I asked our Sunday school class for help. We have one of the guys in the class take him to lunch once a week. He also goes to a mens bible study for lunch every Tuesday. He can't follow everything they talk about but the guys cut up and enjoy having him there. On Thursdays he goes to a senior center with a neighbor who is also disabled. Once a month he goes to feed the homeless with some of the women from our class. Our youngest son is a school teacher and comes when others can't to spend time with is dad now that school's out.
Other are correct that you can't always rely on volunteers. There are times when someone can't pick my husband up. Like you I work full time. This arrangement will work for awhile but by years end I think I will need to put my husband is an adult day program.
Meals-on-wheels if your community has that service would work for lunch. I agree looking for help through a reliable agency might be the best. I paid a man in our daughter's church who was a CNA to come every Friday during latter stage to visit and supervise hygiene. Often took hb for a ride and walk through Wal-mart during the winter.
Maybe volunteers could get him up and ready for the day and drop him at an adult day care? Since you're a teacher, you probably get off work mid-afternoon and could pick him up.

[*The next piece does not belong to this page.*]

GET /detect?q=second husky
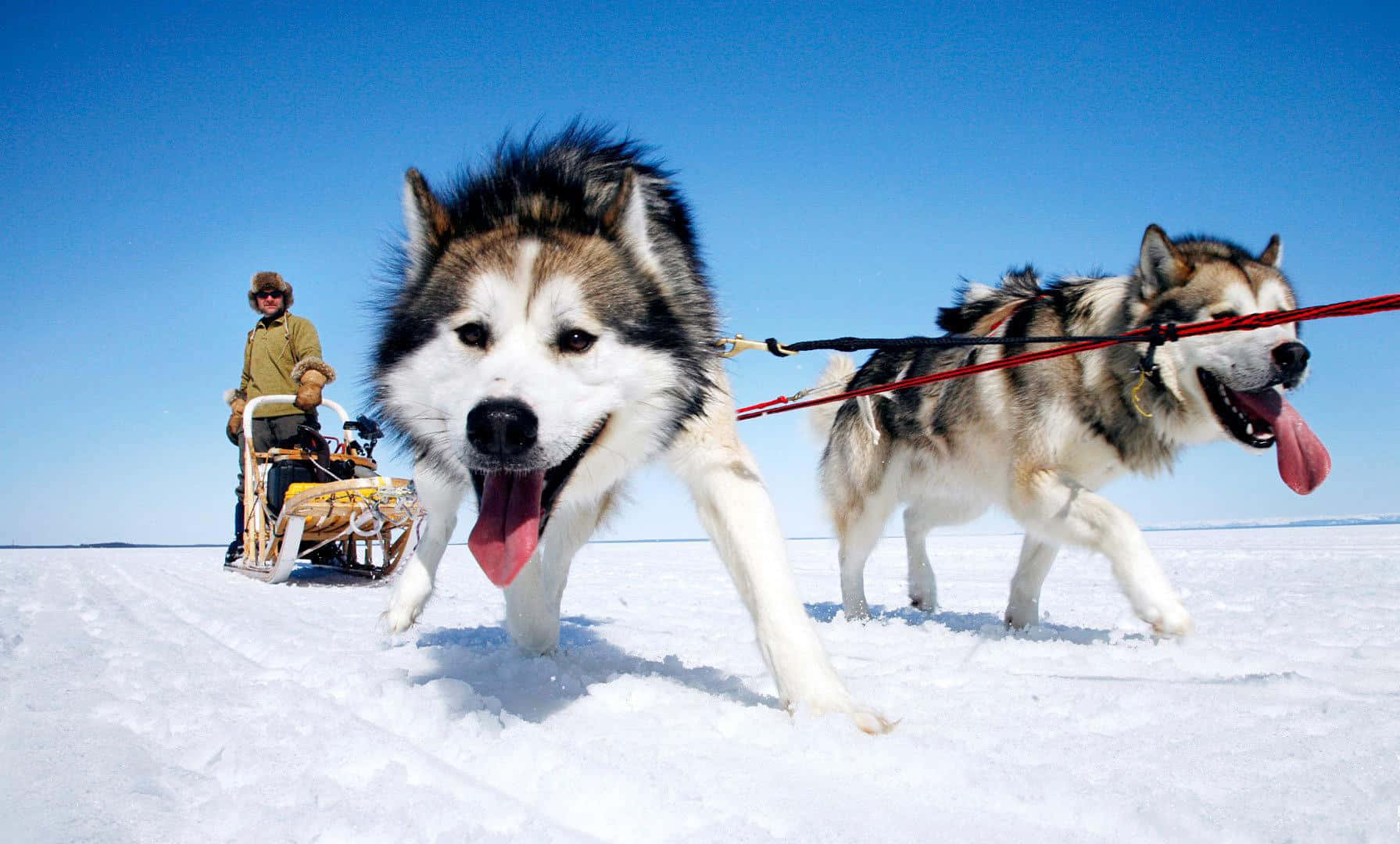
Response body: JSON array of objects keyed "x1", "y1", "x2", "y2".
[{"x1": 814, "y1": 225, "x2": 1331, "y2": 635}]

We are fortunate - DH bought LTC and disability insurance when he was in his early 40s, long before he had medical issues that ultimately were diagnosed as MS. He had a very good friend who sold insurance and he followed the friend's advice. Sadly, that friend passed away a few years ago. We will always be thankful for his insight.

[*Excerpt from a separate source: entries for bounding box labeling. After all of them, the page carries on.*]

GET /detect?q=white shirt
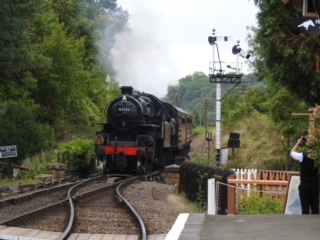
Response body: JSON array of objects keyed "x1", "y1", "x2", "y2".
[{"x1": 290, "y1": 152, "x2": 303, "y2": 162}]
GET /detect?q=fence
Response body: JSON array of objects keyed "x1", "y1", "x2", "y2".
[
  {"x1": 228, "y1": 169, "x2": 298, "y2": 215},
  {"x1": 179, "y1": 163, "x2": 233, "y2": 215}
]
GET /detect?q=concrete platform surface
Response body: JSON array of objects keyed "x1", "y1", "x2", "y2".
[{"x1": 166, "y1": 214, "x2": 320, "y2": 240}]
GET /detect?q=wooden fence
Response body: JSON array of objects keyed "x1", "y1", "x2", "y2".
[{"x1": 227, "y1": 169, "x2": 299, "y2": 215}]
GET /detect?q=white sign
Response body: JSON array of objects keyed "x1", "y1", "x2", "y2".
[{"x1": 0, "y1": 145, "x2": 18, "y2": 158}]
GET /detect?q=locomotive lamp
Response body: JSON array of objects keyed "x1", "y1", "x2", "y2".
[{"x1": 122, "y1": 96, "x2": 127, "y2": 104}]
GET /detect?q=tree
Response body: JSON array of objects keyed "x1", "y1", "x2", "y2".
[
  {"x1": 249, "y1": 0, "x2": 320, "y2": 106},
  {"x1": 0, "y1": 101, "x2": 53, "y2": 164}
]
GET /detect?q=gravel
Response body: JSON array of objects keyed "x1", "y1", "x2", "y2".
[{"x1": 123, "y1": 182, "x2": 187, "y2": 234}]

We looked into LTC insurance but dh has had Hodgkin Lymphoma since age 50 so he didn't qualify. I would never have thought we'd need LTC for az. My 90 yr. old sister in ALF has long term insurance but thankfully she doesn't need extra care these days. I've decided if a nursing home stay ever happens I'll use that LTC insurance for an attendant since I won't be able to be with her because of dh and his care. I have had volunteers sign up to stay with dh but I'm not sure any one of them is aware of what staying with him would be like. He isn't easy to deal with at times. I of course am not working outside the home as others are. I don't see how you do it - my admiration for all of you who work full time. It truly must be a "36 hr. Day".

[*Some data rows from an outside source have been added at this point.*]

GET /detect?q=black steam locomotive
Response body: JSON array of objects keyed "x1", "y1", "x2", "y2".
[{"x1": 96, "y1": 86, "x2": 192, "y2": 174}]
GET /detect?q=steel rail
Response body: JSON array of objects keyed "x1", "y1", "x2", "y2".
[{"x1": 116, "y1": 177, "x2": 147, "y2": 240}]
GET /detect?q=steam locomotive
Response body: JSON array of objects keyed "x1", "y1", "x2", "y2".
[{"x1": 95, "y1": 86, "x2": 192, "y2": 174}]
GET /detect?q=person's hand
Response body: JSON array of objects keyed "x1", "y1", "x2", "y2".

I am also working in a school district and have a college student at home. We barely made it through to the end of school before summer break. DH is late stage 6. At the start of last school year he was able to make it through the day with someone checking in on him now and then. I used relatives and friends. He was able to use the phone then, too, but now he wouldn't know what to do in an emergency. By May he was getting into so much mischief home alone that I really should have taken a few weeks leave. My suggestion is to prepare your home. Put away anything that could cause trouble. Unplug appliances that he might leave on all day. Same with water. My DH always leaves the water running. Guns, knives, even screw drivers. My DH unscrewed cupboards while I was gone all day. Hide the care keys. Put away pills. Etc, etc. I learned with each new incident. DH is going to daycare one day a week this summer. Call your taxi service and see if they have rates for the disabled. You have to be 65 to get a senior discount. It took us a month to get this but for $6 he can get a 30 min ride to and from daycare. I am fortunate to have my sister as my daytime caregiver. DH can never be alone anymore. I never thought he would progress as fast as he has. I was not prepared. Think ahead. What he can do for himself now may be gone in 10 months.